One or two walls may not have been entirely plumb straight and there are still some quirks of the finished build that suggest weed and building do not go well together.
D also provided us with two “chippies” who were a comedy act in their own right as were the trio of singing plasterers, almost dancing on their stilts as they slapped on buckets of plaster to perfection, if not ever sounding as if they could ever enter X-Factor.
Of course there were some moments of pure farce, strangely mainly revolving around the toilets.
One day D and I were “summoned” by one of the members, out inspecting progress as many were fond of doing. His gripe was that he felt the newly constructed cubicles were not wide enough, almost insisting we knock them down and start again.
At one point I thought D was going to either knock him down or lock him in one just to prove he could actually fit inside but once again he kept that legendary cool, smiled and just cracked on.
I will never forget my starter class in plumbing by D one brutally cold January day. We had to connect the new waste pipe to the old one which, to complicate matters, was concreted in.
This involved carefully chipping away the concrete around the join we were seeking to link to; too heavy handed and we had to dig further up the pipe to find the next join plus the only way to find the join was by hand. D patiently explained this before vanishing around the corner laughing.
A freezing afternoon with my hand up a waste pipe was lit up by D’s big grin as I silently cursed him each time he walked by to see how his apprentice was doing, head down a stinking hole, groping into the slime of almost 25 years, wondering if I would ever use my fingers again.
We had no right to end up with what we did and I’m not sure few people really know how it all happened. D, typically, never wanted any fuss and soon faded into the background again, content with his spot on Laurie’s wall, job done so to speak.

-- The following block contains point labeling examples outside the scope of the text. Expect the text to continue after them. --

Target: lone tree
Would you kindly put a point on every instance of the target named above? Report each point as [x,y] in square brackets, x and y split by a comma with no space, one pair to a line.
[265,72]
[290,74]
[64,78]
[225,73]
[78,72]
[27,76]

The best we could do was simply make him an honorary life member of the club. You would think a man who had put so much into improving other people’s lives, despite all he had endured in recent years, would merit a bit of good fortune but along came cancer and it is a cruel, indiscriminate and destructive disease.
Seeing the slow destruction of a man as strong and powerful as D makes you appreciate the people who care for millions of sufferers up and down the country on a day to day basis.
As for D, the last time I saw him was New Year’s Eve as a few of us shuffled in, hoped we looked “normal”, cracked a few weak jokes and tried not to say anything stupid as we said what would inevitably be our final goodbyes.
People talk of the bravery of those who fight against this thing; D was very brave and good company for us all to the last despite the inevitability. We lost a really good bloke who gave us all so much.